My mom made it to the beach again. It was only once, and may be the last time she gets to walk unassisted to the edge of the continent. She had her heart surgery last November and was doing well for a short time. She is currently in the hospital again. I know she won't live forever. I hope she knows how much I looked to her as inspiration for being tough, strong, and independent. At times she made me mad because I thought she was giving up, but as I look and understand, that really is her prerogative to say "I'm done for now."
Through all this I have had some time to think about my own life. I've set my priorities for now. I think that's why I chose to live in the present instead of stopping to write. But writing is part of me. I can't neglect that. It's one of the only ways to leave an impression once you leave this place. Somewhere, someone, someday, will read what you write. It may make no sense to them. But it may hit a spot for someone. And once is all it takes to live forever.
As for my personal existence, a lot has gone on. I've changed career paths again.

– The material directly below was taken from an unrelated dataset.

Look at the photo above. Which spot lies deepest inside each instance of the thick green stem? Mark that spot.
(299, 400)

I am currently working with people with disabilities. It's an intense job. It's also fantabulous. I don't spend my day bent over a bench worrying if my numbers are going to measure up to a made up expectation that I can never satisfy. I do spend my day assisting people make their personal life goals. You just can't measure that. It's a good thing.
In my personal time, I have been exploring Oregon with passion. Harvest season has come and gone...and our pantry shows all the hard work we put into gathering the fruits of the Great Northwest.
I think I have been working on this post since strawberry season started. I've been faced with the choice of writing or living the moment. So much happened when the camera wasn't ready, but I said to "Hell" with it and kept going. I don't regret anything.
I will stop and say thank you to my Husband for picking up where I had to leave off. He lost his job early in the season. I picked up full time work, and he picked up the canning. And housekeeping.
It's been an eventful year. We've had Halloween, and closed up shop in the kitchen for now. There is still a freezer full of tomatoes to be processed. And an ocean full of seafood to be harvested in the Winter months. But for now, we can stop.